Even across Marfa Invitational promo materials, Phelan’s messaging has often been inconsistent. He originally announced plans for the exhibition building in 2021, and he stated as recently as May 2023 that it would be erected that fall. Language on Marfa Invitational’s website states that proceeds from the $600 VIP festival tickets will go “directly” to the building, but Phelan admits the funds will be diverted to the fair itself. Through it all, he’s claimed the building will one day rise.

Several recent and former Marfa Invitational board members declined our requests for public comment. Many agreed with the assessment by New York magazine art critic Jerry Saltz, who says artists don’t usually make good organizational or financial executives. “When I heard what happened, I thought, ‘Well that’s f—ng perfect.’ It’s exactly why organizations like this get started by artists, but they don’t know anything about how to file papers,” he told me. Saltz spoke at last year’s fair: “I thought the energy was beautiful, loving, off the map. A kind of celebration of art and getting together and hanging out,” he says.

Back on the scrubby lot, Phelan rambled off excited proclamations for what’s next for Marfa Invitational, which is still set to kick off its fifth year in May. Later, though, he said in a text that Loughlin and Scull had attempted to gain control of the nonprofit and launched a “scorched earth campaign” when that wasn’t happening. Loughlin and Scull deny that claim and say they only discovered the financial problems after months of asking for records.

Marfa Invitational got its IRS nonprofit status reinstated in late November, and Phelan says he and Rogers have gotten a team together to fix the nonprofit’s finances, as well as given the board oversight of expenditures. But despite the need to focus on these grounded organizational pursuits, he’s still focused on the lofty, like Sleeping Figure. Some Marfans are aghast at the idea of stacked shipping containers welcoming visitors to a town known not only for its art, but also for its ranching heritage and natural beauty.

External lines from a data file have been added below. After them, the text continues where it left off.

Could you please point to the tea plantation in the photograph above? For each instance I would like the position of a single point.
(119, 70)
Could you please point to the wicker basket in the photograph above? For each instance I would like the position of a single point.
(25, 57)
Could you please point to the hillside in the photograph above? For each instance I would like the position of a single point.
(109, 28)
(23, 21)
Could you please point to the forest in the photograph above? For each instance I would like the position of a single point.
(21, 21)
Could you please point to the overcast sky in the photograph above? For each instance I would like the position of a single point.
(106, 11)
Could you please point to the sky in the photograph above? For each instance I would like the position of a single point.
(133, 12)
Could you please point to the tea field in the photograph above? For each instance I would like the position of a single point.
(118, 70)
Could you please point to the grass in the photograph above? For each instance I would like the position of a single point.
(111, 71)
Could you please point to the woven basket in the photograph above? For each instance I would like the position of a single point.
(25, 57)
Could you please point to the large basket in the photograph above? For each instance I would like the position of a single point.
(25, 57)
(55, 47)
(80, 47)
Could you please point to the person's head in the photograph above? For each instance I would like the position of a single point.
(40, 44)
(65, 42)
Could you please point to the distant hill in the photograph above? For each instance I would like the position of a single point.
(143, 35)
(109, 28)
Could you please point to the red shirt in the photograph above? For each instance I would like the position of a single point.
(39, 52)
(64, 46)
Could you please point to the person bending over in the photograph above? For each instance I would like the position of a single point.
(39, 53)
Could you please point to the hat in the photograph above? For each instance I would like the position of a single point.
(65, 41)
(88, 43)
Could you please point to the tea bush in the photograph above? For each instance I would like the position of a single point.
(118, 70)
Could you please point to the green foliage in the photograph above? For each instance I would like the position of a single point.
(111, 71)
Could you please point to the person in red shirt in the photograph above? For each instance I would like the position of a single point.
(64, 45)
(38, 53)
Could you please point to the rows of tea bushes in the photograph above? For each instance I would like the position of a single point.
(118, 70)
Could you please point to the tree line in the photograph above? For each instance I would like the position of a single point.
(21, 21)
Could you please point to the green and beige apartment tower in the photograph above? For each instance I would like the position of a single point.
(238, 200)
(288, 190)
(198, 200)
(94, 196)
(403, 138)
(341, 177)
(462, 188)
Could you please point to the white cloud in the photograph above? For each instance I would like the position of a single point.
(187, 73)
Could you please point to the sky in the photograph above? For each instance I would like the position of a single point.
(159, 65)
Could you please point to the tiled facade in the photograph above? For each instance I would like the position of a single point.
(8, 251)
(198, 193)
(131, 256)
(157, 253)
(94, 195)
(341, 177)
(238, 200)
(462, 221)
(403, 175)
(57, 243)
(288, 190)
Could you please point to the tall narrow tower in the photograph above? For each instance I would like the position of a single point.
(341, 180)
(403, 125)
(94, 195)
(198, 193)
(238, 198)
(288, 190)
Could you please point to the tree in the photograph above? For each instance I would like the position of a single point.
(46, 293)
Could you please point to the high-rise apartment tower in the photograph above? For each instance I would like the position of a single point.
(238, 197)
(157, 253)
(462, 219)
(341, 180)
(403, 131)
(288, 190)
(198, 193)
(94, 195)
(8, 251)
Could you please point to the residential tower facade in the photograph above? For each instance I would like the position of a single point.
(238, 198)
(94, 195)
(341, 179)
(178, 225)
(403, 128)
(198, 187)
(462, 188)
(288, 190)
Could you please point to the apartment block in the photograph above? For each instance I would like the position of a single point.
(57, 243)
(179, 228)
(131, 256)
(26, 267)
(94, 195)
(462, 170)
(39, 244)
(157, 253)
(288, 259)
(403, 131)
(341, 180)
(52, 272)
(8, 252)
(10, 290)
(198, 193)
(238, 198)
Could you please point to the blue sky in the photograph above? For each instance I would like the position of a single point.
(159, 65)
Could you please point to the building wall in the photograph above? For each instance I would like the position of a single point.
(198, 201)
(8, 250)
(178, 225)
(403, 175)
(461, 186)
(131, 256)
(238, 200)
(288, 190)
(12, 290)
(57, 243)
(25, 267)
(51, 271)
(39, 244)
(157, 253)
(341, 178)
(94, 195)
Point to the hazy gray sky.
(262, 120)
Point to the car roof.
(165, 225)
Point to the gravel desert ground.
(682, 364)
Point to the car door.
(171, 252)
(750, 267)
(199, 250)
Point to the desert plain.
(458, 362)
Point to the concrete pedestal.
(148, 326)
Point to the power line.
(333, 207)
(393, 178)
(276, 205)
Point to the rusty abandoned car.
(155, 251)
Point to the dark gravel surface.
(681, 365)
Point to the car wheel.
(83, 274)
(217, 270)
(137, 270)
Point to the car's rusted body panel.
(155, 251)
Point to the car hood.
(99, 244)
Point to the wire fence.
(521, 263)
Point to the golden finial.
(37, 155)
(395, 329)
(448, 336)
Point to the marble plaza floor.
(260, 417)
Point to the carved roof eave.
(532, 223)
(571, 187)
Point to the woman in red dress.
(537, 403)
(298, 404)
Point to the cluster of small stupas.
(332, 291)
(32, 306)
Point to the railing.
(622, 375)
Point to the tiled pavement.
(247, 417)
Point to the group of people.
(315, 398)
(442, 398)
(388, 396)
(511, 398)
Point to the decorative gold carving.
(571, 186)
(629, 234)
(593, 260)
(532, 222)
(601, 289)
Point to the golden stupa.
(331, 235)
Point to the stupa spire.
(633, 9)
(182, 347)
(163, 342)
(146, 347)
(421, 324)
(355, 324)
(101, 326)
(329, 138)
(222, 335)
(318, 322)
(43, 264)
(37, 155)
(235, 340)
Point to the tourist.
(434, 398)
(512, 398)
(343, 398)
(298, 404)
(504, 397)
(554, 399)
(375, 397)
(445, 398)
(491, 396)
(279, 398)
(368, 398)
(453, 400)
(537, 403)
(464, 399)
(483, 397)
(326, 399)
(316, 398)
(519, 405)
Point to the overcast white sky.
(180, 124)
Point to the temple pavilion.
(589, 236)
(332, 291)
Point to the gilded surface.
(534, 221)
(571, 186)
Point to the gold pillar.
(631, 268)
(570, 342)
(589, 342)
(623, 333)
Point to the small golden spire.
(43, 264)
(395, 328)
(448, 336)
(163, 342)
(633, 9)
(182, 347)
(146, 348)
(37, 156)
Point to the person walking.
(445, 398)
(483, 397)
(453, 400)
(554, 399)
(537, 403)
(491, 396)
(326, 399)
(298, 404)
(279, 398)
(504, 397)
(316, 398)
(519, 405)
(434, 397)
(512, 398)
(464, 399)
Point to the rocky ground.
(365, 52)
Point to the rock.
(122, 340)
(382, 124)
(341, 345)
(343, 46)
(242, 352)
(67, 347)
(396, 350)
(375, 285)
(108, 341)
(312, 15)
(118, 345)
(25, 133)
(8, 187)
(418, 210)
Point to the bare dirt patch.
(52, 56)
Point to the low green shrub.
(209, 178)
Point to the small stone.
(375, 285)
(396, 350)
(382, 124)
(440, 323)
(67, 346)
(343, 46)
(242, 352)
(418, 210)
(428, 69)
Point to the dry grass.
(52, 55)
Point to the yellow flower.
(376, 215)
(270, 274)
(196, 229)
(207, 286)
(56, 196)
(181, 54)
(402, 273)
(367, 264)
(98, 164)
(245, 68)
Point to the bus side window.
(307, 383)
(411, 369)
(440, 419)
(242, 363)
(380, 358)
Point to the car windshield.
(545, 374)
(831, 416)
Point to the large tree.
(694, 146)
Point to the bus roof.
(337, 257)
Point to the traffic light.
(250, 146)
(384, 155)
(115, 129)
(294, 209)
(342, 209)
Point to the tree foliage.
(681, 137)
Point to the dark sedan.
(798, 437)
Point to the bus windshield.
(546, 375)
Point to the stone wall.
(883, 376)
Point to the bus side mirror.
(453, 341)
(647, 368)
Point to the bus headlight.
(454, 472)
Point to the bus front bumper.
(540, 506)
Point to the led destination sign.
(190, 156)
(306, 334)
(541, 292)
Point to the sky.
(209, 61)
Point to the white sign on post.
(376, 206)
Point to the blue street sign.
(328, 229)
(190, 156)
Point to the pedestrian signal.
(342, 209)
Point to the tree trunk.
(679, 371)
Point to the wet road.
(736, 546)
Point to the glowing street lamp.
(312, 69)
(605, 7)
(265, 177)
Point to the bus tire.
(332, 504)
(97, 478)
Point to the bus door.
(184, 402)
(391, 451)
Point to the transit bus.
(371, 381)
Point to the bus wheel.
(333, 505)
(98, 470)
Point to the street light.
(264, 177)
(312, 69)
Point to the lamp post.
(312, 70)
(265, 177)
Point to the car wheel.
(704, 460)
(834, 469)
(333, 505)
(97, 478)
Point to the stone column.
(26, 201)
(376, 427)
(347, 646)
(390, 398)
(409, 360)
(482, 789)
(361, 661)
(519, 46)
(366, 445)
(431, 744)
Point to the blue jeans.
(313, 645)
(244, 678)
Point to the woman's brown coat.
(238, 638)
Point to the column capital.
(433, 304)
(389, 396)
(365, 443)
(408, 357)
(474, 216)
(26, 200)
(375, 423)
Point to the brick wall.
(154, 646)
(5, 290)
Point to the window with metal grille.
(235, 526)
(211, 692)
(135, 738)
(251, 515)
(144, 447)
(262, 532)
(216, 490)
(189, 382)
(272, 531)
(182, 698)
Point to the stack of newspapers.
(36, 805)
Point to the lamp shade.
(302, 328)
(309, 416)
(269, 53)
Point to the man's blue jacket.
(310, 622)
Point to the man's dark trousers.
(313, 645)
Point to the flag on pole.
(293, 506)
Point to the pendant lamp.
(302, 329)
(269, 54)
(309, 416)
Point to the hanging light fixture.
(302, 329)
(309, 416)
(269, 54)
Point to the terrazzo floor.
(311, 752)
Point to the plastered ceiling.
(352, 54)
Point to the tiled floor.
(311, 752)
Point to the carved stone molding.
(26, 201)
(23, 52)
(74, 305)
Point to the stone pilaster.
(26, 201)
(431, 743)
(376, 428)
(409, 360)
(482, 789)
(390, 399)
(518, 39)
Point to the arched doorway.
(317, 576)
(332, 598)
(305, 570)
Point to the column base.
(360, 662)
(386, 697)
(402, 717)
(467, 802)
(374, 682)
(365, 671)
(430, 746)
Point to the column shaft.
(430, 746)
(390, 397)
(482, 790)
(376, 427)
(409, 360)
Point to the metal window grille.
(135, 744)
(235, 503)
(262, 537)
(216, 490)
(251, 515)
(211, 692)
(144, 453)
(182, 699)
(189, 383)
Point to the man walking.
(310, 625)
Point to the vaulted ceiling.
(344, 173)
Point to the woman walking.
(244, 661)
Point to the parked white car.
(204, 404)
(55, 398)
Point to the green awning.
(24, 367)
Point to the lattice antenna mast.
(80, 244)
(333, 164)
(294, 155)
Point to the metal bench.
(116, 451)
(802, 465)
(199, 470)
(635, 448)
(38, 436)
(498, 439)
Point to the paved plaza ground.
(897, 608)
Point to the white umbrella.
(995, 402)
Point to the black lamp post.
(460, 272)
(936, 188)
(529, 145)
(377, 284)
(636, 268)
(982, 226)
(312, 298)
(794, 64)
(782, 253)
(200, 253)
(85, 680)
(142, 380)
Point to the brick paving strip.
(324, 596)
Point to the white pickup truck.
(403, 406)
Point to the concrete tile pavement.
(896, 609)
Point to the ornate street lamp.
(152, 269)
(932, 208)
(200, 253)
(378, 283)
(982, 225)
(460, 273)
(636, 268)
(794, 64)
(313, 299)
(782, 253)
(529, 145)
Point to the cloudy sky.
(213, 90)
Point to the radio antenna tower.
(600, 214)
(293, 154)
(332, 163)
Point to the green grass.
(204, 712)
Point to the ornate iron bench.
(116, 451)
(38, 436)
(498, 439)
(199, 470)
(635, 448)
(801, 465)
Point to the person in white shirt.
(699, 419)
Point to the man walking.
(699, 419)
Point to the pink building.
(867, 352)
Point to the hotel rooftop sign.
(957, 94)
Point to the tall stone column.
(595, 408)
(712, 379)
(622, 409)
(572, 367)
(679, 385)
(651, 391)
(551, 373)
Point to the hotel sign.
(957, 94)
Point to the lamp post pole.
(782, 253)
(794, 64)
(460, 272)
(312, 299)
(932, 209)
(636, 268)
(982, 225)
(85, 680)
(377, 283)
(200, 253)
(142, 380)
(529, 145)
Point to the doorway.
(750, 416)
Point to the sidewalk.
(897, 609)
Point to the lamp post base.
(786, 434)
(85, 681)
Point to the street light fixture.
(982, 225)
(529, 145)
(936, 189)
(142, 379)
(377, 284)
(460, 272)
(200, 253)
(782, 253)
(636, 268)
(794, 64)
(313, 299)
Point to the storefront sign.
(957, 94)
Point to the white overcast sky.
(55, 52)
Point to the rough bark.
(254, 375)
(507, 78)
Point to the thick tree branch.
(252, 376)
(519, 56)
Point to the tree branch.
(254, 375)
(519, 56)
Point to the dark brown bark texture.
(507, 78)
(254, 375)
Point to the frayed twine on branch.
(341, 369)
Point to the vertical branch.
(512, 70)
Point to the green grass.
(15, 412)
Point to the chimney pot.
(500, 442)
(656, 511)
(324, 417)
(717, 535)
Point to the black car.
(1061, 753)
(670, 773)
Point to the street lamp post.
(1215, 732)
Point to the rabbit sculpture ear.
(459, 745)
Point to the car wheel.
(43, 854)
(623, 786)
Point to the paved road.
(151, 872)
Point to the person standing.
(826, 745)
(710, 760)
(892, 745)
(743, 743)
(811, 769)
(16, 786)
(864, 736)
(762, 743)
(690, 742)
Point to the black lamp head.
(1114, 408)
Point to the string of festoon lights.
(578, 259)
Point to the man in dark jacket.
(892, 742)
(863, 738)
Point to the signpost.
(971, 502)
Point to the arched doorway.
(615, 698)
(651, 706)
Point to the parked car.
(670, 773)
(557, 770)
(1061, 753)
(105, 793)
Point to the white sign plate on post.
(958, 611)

A Facebook post linking to a Big Bend Times story announcing the arrival of the shipping containers garnered 472 comments, and it’s difficult to find any positive ones. “Looks like a junk pile that we as people in Marfa would get fined for,” one commenter writes. “This stretches the definition of art to the absurdly ridiculous,” agrees another. 

Phelan points to the containers and assures me they will be a lasting and, eventually, beloved monument. He says he’s planning to make the sculpture so permanent that it will withstand any shifts in the earth: “We’re building this for the next hundred years.”